32 Yolks: From My Mother's Table to Working the Line by Eric Ripert-Audio Book Review

In my ongoing quest to listen to audio books on my commute, I happened on this memoir and decided it had been long enough since I had immersed myself in a foodie book. And I had never heard of Eric Ripert.  

I had no idea he's a famous chef in New York City.  He has a show on the Cooking Channel (which I would probably watch if I got the Cooking Channel!), and grew up in France.  I read a few reviews of this memoir before I had finished it and the big complaint was where in Eric's life he decided to stop his story.
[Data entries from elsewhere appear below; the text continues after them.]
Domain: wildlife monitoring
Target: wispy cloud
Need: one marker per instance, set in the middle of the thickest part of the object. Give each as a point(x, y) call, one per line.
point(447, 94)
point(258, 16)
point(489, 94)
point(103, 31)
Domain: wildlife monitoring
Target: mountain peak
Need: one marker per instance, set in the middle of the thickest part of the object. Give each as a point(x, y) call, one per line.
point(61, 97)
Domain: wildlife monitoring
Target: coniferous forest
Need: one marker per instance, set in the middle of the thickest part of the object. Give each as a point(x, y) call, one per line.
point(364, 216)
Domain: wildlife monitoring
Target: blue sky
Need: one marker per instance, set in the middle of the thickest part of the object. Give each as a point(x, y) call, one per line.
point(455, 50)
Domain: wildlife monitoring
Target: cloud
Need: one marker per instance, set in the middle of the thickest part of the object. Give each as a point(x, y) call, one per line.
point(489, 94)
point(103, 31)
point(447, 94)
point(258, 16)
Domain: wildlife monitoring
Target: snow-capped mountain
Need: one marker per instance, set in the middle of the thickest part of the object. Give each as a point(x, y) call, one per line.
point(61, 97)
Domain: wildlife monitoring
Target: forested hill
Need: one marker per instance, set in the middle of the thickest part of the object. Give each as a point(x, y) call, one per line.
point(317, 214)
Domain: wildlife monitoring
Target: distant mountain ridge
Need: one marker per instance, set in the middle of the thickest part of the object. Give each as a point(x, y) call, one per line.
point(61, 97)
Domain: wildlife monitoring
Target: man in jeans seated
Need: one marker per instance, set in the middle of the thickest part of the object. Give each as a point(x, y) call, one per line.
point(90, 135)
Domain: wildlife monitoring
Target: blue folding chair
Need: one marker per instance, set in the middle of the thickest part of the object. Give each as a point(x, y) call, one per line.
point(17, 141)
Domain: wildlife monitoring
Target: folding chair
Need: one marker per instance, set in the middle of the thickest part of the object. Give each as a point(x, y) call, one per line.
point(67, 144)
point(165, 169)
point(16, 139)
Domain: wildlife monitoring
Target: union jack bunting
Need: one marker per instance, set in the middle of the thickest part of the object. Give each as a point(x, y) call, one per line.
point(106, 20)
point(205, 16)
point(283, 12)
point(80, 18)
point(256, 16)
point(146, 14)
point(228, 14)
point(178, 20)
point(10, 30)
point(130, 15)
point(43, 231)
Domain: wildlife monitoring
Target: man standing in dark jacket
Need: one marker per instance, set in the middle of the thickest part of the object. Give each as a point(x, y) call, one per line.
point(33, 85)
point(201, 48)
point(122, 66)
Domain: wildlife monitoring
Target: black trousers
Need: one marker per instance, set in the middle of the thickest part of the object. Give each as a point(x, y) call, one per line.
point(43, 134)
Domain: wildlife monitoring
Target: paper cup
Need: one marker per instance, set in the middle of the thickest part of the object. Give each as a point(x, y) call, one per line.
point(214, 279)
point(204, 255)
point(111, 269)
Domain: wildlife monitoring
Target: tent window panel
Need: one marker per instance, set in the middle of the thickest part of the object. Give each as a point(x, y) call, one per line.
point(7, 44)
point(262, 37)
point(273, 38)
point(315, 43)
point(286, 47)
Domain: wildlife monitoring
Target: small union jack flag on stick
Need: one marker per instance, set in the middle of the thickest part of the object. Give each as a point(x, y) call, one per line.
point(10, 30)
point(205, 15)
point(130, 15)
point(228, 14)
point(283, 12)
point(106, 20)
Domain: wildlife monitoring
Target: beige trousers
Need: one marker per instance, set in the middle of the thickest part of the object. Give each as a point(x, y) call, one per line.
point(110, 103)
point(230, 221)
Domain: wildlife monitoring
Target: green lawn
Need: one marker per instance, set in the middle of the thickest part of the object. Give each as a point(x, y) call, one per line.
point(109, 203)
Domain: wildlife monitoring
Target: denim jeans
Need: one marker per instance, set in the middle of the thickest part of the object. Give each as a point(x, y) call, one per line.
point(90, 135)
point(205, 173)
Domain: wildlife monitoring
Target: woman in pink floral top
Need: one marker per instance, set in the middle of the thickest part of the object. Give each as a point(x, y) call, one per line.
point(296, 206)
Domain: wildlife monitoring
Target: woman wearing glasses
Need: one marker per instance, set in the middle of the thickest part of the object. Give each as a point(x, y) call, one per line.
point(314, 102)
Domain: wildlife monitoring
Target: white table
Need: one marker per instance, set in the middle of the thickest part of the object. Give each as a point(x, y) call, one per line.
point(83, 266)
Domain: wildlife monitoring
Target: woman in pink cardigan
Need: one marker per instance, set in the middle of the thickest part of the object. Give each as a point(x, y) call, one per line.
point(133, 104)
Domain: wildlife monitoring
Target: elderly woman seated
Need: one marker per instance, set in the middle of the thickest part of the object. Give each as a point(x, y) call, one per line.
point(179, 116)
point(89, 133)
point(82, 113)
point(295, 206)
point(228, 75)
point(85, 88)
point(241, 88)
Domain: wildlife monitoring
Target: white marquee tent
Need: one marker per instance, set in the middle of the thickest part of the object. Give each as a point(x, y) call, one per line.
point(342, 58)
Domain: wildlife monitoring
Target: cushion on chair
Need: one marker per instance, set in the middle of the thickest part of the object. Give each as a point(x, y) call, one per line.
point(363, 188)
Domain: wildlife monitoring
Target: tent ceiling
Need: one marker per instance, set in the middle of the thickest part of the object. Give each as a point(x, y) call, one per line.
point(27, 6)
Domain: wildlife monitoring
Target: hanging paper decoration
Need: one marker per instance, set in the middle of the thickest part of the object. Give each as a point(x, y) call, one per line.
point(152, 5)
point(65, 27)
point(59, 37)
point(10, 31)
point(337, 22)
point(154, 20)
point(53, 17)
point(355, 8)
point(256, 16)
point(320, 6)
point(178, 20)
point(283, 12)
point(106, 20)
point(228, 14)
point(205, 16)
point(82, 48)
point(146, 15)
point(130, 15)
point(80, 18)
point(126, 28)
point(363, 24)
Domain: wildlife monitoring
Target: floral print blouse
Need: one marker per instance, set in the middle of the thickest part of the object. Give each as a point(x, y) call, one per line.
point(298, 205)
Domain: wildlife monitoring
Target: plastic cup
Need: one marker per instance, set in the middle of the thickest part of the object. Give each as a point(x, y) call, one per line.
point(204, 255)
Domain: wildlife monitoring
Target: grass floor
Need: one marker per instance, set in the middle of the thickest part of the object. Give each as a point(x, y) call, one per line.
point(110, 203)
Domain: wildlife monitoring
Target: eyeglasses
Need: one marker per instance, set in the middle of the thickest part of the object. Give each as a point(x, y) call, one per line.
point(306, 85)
I decided, after listening to this audio, that it stops at a very natural place, and just hearing about his early years was such an interesting journey that I didn't need to know more.  We know how it ends, so this was all about how it began.  
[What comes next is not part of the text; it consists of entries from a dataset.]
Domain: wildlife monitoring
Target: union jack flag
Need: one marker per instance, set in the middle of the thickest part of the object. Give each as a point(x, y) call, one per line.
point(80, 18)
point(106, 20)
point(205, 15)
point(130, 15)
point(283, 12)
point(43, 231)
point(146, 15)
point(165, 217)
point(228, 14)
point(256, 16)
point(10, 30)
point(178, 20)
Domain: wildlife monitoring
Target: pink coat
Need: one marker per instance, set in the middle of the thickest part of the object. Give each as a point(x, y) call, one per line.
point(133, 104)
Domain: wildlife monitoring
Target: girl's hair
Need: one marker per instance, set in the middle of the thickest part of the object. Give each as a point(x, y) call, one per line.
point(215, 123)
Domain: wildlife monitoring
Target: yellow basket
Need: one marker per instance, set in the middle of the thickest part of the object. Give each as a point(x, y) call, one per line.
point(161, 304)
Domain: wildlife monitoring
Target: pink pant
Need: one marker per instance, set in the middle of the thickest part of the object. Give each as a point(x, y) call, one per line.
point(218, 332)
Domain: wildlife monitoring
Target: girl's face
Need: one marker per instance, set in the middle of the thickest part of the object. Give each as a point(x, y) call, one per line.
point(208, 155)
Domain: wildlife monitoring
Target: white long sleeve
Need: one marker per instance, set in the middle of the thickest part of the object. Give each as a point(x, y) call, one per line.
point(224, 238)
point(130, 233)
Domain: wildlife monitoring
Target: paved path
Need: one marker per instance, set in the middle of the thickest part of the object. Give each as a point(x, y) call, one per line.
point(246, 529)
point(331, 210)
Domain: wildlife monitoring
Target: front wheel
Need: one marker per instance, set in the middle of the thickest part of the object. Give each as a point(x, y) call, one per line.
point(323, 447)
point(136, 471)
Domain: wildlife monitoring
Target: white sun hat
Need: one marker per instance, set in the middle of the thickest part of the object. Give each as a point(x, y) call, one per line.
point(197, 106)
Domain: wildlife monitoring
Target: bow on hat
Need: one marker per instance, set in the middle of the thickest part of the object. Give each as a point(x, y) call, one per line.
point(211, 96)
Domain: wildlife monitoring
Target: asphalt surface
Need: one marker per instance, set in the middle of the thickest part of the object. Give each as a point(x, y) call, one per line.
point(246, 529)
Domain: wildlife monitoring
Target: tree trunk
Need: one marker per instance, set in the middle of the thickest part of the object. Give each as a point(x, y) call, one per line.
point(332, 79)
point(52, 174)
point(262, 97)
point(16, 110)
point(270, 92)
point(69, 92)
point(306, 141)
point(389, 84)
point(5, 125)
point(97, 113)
Eric was born in France to a vibrant mother and a loving father.  The first few years of his life were very happy; his parents adored him and their life was full of fun, good times, and delicious food.  He developed a very sophisticated palate very early, and nothing was better to Eric than sitting down to a memorable meal.  His parents divorced when Eric was around 5 years old; it was a difficult split and Eric didn't get to see his father very often.  He moved around with his mother, as she opened and ran successful clothing boutiques throughout France.  Their connection, as always, was food.  A mean step-father made Eric's life hell, and he struggled through his tween and teen years with a lot of anger and resentment.  His father died suddenly when Eric was eleven, and he had no way to relieve his grief.  Through this all, there was food.  He watched, listened, and learned wherever he could, but never was allowed to actually cook until he was in high school, and entered a cooking school.

Eric's journey after graduating from cooking school takes him to Paris and his first big job.  Let's just say his idea of his talent and the actuality of his talent weren't the same, and the stories of his humbling experiences as a young cook in very fine restaurants never get old.  Eric kept coming back for more; his passion drove him to keep improving, keep practicing, knowing that he was meant to be a chef.  It is a lesson in perseverance and believing in yourself and your dreams.  

I listened to the audio, and Peter Ganim does a fine job narrating, with a very good French accent and pacing. My only complaint is listening to the audio made me hungry.  

Rating:  3/6 for a memoir about knowing what you love, and pursuing your dreams even when they seem very far away.  

Available in hardcover, paperback, audio, and ebook.